The study investigates the functions of the nervous system of the fruit fly in food-seeking; the findings are useful for the development and control of artificial intelligence. Insects can cope with problems in their environments by changing their behavior based on previous experiences. To form a distributed memory, their nervous systems use fast, parallel processing with brief nerve impulses.
Insects such as dragonflies, honeybees, and fruit flies are adept at navigating their surroundings. As a result, their visual processing abilities are very impressive. They can change direction in the blink of an eye to catch prey or avoid collisions. Because self-driving cars will need to perform similar tasks, insects’ visual processing abilities are of particular interest. Insects are very good at extracting information about their surroundings from low-resolution data.
The nervous systems of insects were studied by zoologists at the University of Cologne in order to investigate principles of biological brain computation and potential implications for machine learning and artificial intelligence. They studied how insects learn to associate sensory information in their environment with a food reward, and how they can recall this information later in order to solve complex tasks like food search. The findings imply that the transformation of sensory information into memories in the brain may inspire future machine learning and artificial intelligence applications for complex task solving. The findings were published in the journal PNAS.

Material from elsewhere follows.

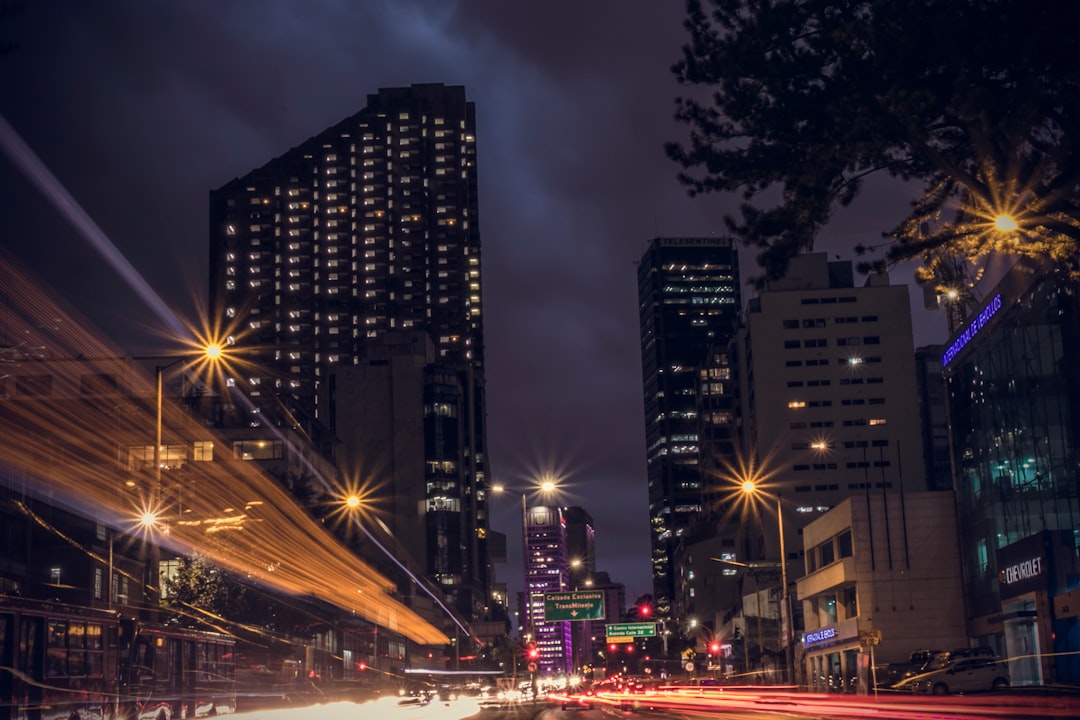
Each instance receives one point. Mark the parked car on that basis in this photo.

We initially trained our fly brain model in the same way that insects are trained in experiments.’ In the simulation, we presented a specific scent along with a reward and a second scent without a reward. After only a few scent presentations, the model quickly learns a robust representation of the rewarded scent and is then able to find the source of this scent in a spatially complex and temporally dynamic environment.Dr. Hannes Rapp
Living organisms have extraordinary abilities to deal with problems posed by complex and dynamic environments. They can generalize their experiences and quickly adapt their behavior when the environment changes. The zoologists looked into how the nervous system of a fruit fly controls its behavior when looking for food. They simulated and analyzed the computations in the fruit fly’s nervous system in response to scents emitted by the food source using a computer model.
‘We initially trained our fly brain model in the same way that insects are trained in experiments.’ In the simulation, we presented a specific scent along with a reward and a second scent without a reward. After only a few scent presentations, the model quickly learns a robust representation of the rewarded scent and is then able to find the source of this scent in a spatially complex and temporally dynamic environment,’ said computer scientist Dr Hannes Rapp, who developed the model as part of his doctoral thesis at the University of Copenhagen’s Institute of Zoology.
The model developed is thus capable of generalizing from memory and applying what it has previously learned in a completely new and complex odour molecule landscape, despite the fact that learning required only a small database of training samples. ‘For our model, we exploit the special properties of biological information processing in nervous systems,’ said senior author Professor Dr Martin Nawrot. ‘These include the rapid and parallel processing of sensory stimuli via brief nerve impulses, as well as the formation of a distributed memory via the simultaneous modification of many synaptic contacts during the learning process.’ The theoretical principles underlying this model can also be applied to artificial intelligence and self-driving cars. They enable an artificial agent to learn much more efficiently and to apply what it has learned in a changing environment.
The researchers studied how fruit flies learn to find food in their surroundings and developed a computational model that mimics the process. Typically, researchers train flies by presenting one scent with a reward and another without a reward. The fly quickly learns to associate certain scents with rewards, and they can use this knowledge to find food in more complex environments in the future.
The researchers examined the computational processing involved in the process and applied it to a computational model that mimics fruit flies’ biological information processing. Biological computation is distinguished by its use of fast and parallel processing with input from brief nerve pulses. Furthermore, throughout the learning process, it constantly changes and modifies contacts between neurons, resulting in a distributed memory. This enables a machine learning model, such as AI or an autonomous system, to learn much more efficiently and apply what it has learned in a changing environment, despite having a small database of training samples.